Le immagini, mai viste prima d’ora, di un buco nero: è lo straordinario successo scientifico di un gruppo di scienziati internazionali.

Il progetto, Event Horizon Telescope, riunisce una rete di telescopi sparsi su tutta la Terra che vuole raggiungere la risoluzione necessaria a “fotografare” l’orizzonte degli eventi di uno dei buchi neri più vicini alla Terra.

Il consorzio di scienziati per anni ha lavorato all’impresa e i risultati segneranno una pietra miliare nell’astrofisica, e conferma alcune delle principali teorie che sono alla base della nostra comprensione del cosmo, compresa la teoria della relatività di Albert Einstein.

I buchi neri si formano quando le stelle muoiono, collassano su se stesse e creano una regione dove la forza di gravità è così forte che nulla (stelle, pianeti, gas, polvere e persino luce) può sfuggire e invece viene risucchiato per sempre.

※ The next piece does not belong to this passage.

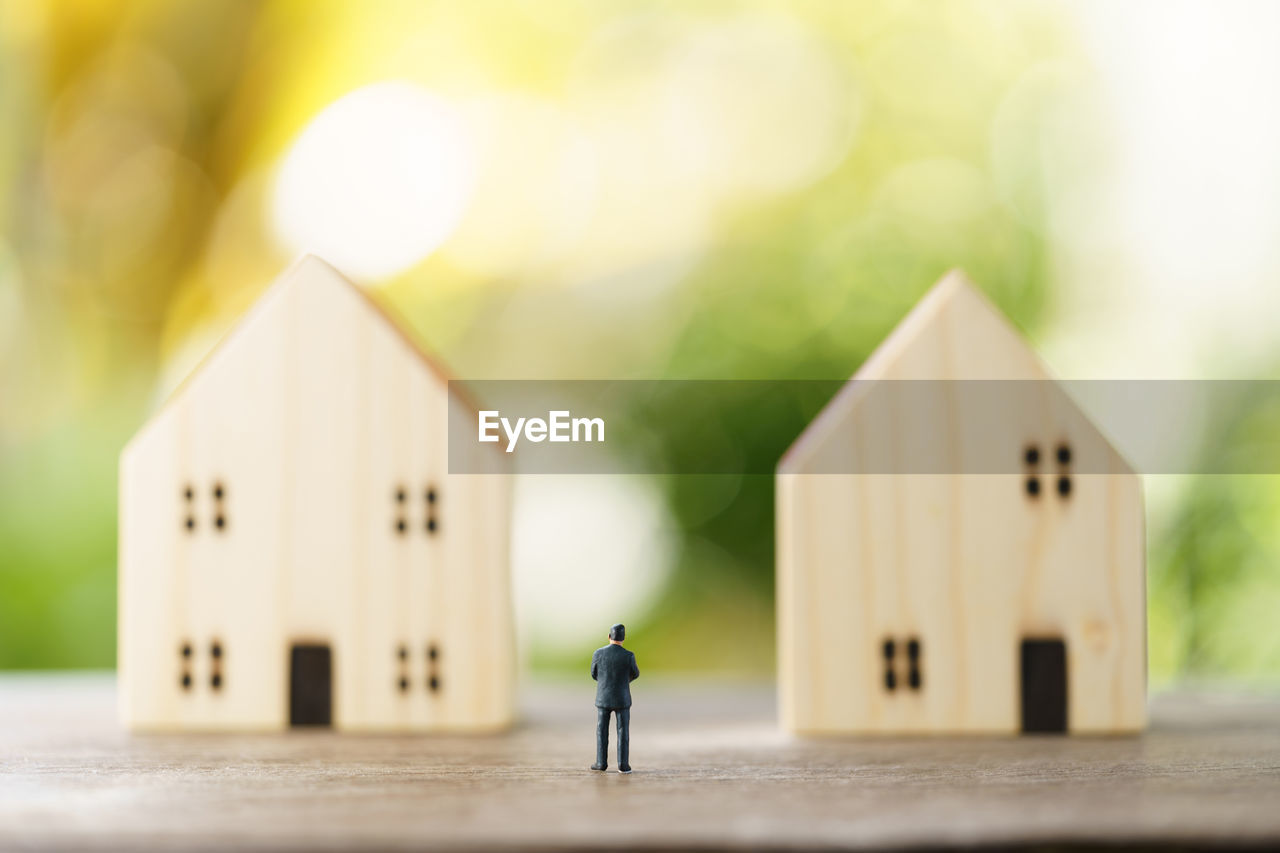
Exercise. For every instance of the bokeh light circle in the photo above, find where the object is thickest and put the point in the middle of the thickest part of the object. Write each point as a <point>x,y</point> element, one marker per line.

Sono di varie dimensioni ed estremamente densi. Gli scienziati non siano mai stati in grado di fotografare i buchi neri, ma sono riusciti ad ascoltarli: quando i buchi neri si scontrano l’un con l’altro, rilasciano infatti enormi onde gravitazionali che sono state rilevate da telescopi e interferometri negli osservatori negli Stati Uniti e anche in Italia.

Le foto dei buchi neri invece finoi a ora non erano state fatte per una serie di motivi. Uno è che la loro attrazione gravitazionale rende impossibile la fuga della luce. Non solo: i buchi neri si trovano anche molto lontano dalla Terra. Date queste difficoltà, ciò che gli scienziati stanno cercando di catturare è il cosiddetto “orizzonte degli eventi”, il confine di un buco nero e il punto di non ritorno oltre il quale tutto viene risucchiato per sempre.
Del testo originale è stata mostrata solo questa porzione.